PROV-ISSUE-579 (declarative-fol-specification): Suggestion to replace procedural specification with (equivalent, but shorter and less prescriptive) declarative theory in First-Order Logic [prov-dm-constraints]

http://www.w3.org/2011/prov/track/issues/579

Raised by: James Cheney
On product: prov-dm-constraints

A sub-issue of ISSUE-576.

>From Antoine Zimmermann's email:
http://lists.w3.org/Archives/Public/public-prov-comments/2012Oct/0004.html

The document tries to define a kind of semantics for the PROV-DM, but it's not actually defining a proper semantics at all. And since it does not truly define a formal semantics, it has to redefine the terms that are borrowed from logic, and subtly diverge from the standard notions found in logic. For someone who knows about logic, it makes the document larger, more complicated than it should be, more difficult to read, and more difficult to implement. For someone who does not know about logic, it's not made at all simpler, on the contrary.

...

If a proper semantics was defined, there would be no way the document diverge from legacy logical concepts. There would be less chances for mistakes in the definitions and in the rules laters. There would be more flexibililty in the way implementations support the semantics.

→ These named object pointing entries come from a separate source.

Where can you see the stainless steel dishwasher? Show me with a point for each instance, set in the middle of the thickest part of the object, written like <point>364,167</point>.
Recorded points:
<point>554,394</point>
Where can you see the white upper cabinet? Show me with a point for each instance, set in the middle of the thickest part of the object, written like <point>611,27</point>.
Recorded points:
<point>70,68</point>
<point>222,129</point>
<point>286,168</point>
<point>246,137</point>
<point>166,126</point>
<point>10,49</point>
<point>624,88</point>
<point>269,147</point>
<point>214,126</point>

I see two escapes for this:
1)  define an ad hoc model theory for PROV-DM, in the line of what's sketched in PROV-SEM;
2)  rely on a well known logic (such as FOL), to which all PROV statements are mapped, and add FOL axioms to model the constraints.

1) is ambitious and I understand there is not enough time to investigate it enough. But 2) is really easy. PROV statements already look a lot like FOL predicates, and PROV Constraints already rely heavily on FOL notions and notations.